29:58 Aujourd'hui, ils louent leurs prisons ou ils les transforment en hôtels.
30:02 Donc je pense qu'on n'est pas plus bête que les Pays-Bas,
30:05 c'est simplement un changement de vision idéologique qu'il faut entamer.
30:09 Moi, je ne suis pas du tout pour que les gens soient maltraités en prison,
30:11 je crois que Jonathan a parfaitement raison,
30:14 mais le seul moyen de respecter les conditions humaines, c'est de construire.
30:18 - Régis Ossomia ?
30:19 - Je rajouterais une chose dont on n'a pas évoqué dans cette revue assez complète,
30:24 d'autre part de l'univers carcéral, c'est la question de la radicalisation.

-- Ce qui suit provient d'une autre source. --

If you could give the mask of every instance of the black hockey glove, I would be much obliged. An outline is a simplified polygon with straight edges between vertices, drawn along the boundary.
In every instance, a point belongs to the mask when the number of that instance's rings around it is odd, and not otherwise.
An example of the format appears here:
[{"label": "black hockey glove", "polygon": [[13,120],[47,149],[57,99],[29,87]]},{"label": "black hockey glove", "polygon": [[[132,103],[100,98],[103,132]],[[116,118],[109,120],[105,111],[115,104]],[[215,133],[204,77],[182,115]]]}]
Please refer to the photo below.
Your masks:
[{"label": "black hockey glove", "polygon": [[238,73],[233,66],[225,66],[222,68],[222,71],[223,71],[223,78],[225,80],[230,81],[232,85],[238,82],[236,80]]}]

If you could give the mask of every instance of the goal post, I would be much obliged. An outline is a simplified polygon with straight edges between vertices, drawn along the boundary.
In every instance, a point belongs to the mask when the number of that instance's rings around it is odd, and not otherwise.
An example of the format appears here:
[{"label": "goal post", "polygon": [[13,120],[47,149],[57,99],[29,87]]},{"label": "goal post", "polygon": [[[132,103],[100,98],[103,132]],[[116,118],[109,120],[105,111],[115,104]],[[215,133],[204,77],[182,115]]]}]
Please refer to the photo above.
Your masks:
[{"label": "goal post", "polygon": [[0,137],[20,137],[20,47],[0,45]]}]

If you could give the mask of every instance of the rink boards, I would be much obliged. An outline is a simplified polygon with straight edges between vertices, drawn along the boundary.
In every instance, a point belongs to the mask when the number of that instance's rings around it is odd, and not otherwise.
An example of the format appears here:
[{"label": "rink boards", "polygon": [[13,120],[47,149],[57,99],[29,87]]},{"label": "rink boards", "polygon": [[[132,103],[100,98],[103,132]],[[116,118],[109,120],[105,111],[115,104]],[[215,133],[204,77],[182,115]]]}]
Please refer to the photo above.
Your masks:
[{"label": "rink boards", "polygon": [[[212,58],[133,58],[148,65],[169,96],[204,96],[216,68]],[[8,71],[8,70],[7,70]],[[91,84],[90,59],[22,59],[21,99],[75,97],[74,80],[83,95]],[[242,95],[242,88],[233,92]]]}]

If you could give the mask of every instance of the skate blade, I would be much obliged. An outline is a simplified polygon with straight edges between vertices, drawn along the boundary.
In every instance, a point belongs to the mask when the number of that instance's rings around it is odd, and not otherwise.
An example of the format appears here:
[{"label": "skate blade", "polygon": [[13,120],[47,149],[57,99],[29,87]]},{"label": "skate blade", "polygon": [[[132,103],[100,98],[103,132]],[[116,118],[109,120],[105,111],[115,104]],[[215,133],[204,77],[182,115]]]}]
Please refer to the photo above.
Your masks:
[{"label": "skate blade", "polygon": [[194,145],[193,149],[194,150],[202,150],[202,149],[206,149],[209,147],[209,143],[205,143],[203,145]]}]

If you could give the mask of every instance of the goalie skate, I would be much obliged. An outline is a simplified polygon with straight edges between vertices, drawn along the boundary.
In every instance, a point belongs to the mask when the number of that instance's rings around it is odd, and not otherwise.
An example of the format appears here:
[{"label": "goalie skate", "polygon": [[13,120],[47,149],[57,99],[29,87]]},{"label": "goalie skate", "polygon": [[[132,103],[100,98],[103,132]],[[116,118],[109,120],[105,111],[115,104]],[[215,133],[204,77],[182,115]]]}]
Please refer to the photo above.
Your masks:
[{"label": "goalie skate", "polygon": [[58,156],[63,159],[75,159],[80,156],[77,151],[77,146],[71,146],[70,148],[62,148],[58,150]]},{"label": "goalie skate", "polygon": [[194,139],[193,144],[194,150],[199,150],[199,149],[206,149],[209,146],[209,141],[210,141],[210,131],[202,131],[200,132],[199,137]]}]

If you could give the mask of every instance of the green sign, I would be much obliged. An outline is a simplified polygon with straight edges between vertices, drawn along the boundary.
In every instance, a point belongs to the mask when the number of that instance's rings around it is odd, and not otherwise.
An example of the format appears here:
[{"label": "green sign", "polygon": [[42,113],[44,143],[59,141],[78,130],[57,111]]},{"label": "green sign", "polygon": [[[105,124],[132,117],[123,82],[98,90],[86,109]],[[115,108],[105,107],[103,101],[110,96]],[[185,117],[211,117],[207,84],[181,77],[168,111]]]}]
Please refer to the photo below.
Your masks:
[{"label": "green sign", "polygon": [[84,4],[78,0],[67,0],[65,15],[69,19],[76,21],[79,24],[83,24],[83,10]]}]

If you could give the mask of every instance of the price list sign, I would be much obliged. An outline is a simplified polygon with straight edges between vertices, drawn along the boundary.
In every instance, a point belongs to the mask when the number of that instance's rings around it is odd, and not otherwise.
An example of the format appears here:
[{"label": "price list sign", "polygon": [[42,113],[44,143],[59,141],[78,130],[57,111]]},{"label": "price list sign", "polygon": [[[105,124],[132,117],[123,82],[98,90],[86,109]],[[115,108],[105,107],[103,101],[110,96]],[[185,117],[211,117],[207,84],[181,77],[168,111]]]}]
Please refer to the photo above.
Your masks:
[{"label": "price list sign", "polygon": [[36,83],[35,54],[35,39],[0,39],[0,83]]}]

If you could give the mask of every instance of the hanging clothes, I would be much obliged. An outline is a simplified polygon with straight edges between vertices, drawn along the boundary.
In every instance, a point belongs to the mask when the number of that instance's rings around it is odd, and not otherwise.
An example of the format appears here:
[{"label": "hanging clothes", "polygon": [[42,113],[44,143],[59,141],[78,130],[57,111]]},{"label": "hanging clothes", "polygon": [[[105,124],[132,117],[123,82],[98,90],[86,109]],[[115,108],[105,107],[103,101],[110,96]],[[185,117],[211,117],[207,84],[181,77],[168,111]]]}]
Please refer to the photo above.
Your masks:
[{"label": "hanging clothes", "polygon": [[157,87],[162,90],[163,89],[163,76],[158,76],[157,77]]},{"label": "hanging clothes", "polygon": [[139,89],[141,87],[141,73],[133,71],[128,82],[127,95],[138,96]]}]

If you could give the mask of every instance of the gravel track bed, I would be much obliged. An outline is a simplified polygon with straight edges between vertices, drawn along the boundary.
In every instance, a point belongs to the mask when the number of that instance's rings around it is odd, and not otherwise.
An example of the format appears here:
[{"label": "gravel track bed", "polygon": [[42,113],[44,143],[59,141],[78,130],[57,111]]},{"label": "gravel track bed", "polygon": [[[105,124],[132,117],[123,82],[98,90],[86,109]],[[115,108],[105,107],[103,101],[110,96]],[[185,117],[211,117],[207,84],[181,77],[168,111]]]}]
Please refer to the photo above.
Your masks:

30:29 Le problème de la prison, c'est qu'en prison, on a du temps.
30:33 Et donc, quand il s'agit pour certains individus de prêcher une idéologie
30:39 ou une religion, eh bien, il est facile et assez facile.
30:43 On a vu des cas de conversion de détenus qui se sont radicalisés
30:48 à cause d'un co-détenu lui-même radicalisé.
30:51 Donc c'est un vrai problème.
30:53 C'est un vrai problème parce qu'il ne peut pas y avoir de compartimentage étanche
30:57 en prison entre les individus jugés dangereux,
31:01 ayant commis des attentats et puis le reste de la population carcérale.
31:06 Donc, fatalement, il y a des passerelles, fatalement, il y a des influences.
31:10 Et comme je dis, la prison, on a le temps et donc c'est assez propice.
31:14 Voilà, occuper son temps et pas forcément pour se former ou s'éduquer
31:19 ou s'éduquer d'une certaine façon.
31:21 Donc, c'est un vrai problème parce qu'il ne faut pas faire en sorte
31:24 que nos prisons deviennent des incubateurs de radicalité.
31:30 - Dans la construction, je pense qu'il faut le faire aussi de manière intelligente.
31:34 On n'est pas obligé de construire toutes les prisons sur le même modèle.
31:37 Les primo-délinquants n'ont pas forcément besoin d'un encadrement
31:40 aussi strict que les autres.
31:42 On sait qu'il y a beaucoup de fous aussi, hélas, en prison,
31:44 des gens qui souffrent de maladies mentales.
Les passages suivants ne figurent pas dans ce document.